SULAWESI UTARA — PT Pertamina Patria Niaga resmi memberlakukan harga baru untuk bahan bakar minyak (BBM) nonsubsidi mulai 1 Juni 2026. Penyesuaian ini mencakup seluruh lini produk dari Pertamax, Pertamax Turbo, Pertamax Green 95, hingga Dexlite dan Pertamina Dex. Harga per 5 Juni 2026 masih mengacu pada ketetapan yang sama, tanpa perubahan tambahan di tengah pekan.
Pertamax Turbo Paling Mahal di Riau, Termurah di Batam
Produk oktan tinggi Pertamax Turbo (RON 98) menunjukkan disparitas harga paling lebar. Di Provinsi Riau dan Kepulauan Riau, harganya menyentuh Rp21.650 per liter. Sebaliknya, di FTZ Batam, Pertamax Turbo hanya dibanderol Rp19.700 per liter — selisih Rp1.950.
Untuk Pertamax (RON 92), harga tertinggi juga terjadi di Sumatera Barat, Riau, Kepulauan Riau, Kalimantan Selatan, dan Kalimantan Utara, yakni Rp12.900 per liter. Wilayah dengan harga terendah ada di FTZ Sabang dan FTZ Batam, masing-masing Rp11.550 dan Rp11.750 per liter.
Harga BBM di Jawa: Pertamax Green 95 Mulai Rp12.900
Di Pulau Jawa dan Bali, harga BBM nonsubsidi cenderung seragam. Pertamax dibanderol Rp12.300 per liter, Pertamax Turbo Rp20.750, dan Pertamax Green 95 (RON 95) Rp12.900. Produk diesel Dexlite dijual Rp23.000 per liter, sedangkan Pertamina Dex Rp24.800.
Khusus untuk Nusa Tenggara Timur, terdapat satu catatan penting: Biosolar nonsubsidi dijual Rp22.900 per liter, sementara Biosolar subsidi tetap Rp6.800. Artinya, pengguna kendaraan diesel di NTT yang tidak memenuhi kriteria subsidi harus membayar hampir 3,4 kali lipat dari harga subsidi.
Daftar Harga BBM Subsidi: Pertalite dan Biosolar Stabil
- Pertalite (RON 90): Rp10.000 per liter — berlaku seragam di seluruh Indonesia tanpa pengecualian.

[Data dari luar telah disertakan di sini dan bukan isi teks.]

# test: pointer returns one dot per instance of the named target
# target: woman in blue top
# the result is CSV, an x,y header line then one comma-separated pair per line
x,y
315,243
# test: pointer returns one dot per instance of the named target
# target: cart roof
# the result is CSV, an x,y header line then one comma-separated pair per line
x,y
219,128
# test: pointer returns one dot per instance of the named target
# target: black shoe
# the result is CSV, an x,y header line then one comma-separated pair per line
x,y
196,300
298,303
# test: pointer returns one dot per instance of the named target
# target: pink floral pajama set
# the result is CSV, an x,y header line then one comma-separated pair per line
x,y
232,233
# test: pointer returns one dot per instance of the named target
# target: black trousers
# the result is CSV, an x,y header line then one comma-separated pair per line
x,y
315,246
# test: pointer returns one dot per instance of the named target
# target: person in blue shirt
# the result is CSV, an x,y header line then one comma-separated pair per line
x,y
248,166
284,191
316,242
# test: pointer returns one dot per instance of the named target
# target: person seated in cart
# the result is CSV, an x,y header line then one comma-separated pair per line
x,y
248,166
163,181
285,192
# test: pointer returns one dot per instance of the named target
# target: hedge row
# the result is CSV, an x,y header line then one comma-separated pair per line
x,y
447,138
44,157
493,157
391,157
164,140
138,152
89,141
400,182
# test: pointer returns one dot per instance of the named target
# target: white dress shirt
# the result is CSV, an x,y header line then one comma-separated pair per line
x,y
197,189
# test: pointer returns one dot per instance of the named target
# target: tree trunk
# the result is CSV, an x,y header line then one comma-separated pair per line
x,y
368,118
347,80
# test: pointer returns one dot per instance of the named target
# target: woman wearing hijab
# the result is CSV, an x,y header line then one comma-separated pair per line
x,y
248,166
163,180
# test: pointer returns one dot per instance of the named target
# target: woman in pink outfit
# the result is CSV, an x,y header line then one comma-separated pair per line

- Biosolar Subsidi (CN 48): Rp6.800 per liter — juga seragam, kecuali di NTT yang mencatumkan Biosolar nonsubsidi terpisah.
Kedua produk subsidi ini tidak mengalami perubahan harga sejak periode sebelumnya. Pemerintah masih menahan harga di tengah fluktuasi minyak dunia dan nilai tukar rupiah, sebagaimana disampaikan dalam rilis resmi Pertamina.
Produk Diesel: Dexlite dan Pertamina Dex Paling Mahal di Sumatera
Untuk segmen diesel, Pertamina Dex (CN 53) dibanderol termahal di Sumatera Barat, Riau, Kepulauan Riau, Kalimantan Selatan, dan Kalimantan Utara, yakni Rp25.900 per liter. Sementara itu, Dexlite (CN 51) tertinggi juga di wilayah yang sama, sebesar Rp24.000 per liter.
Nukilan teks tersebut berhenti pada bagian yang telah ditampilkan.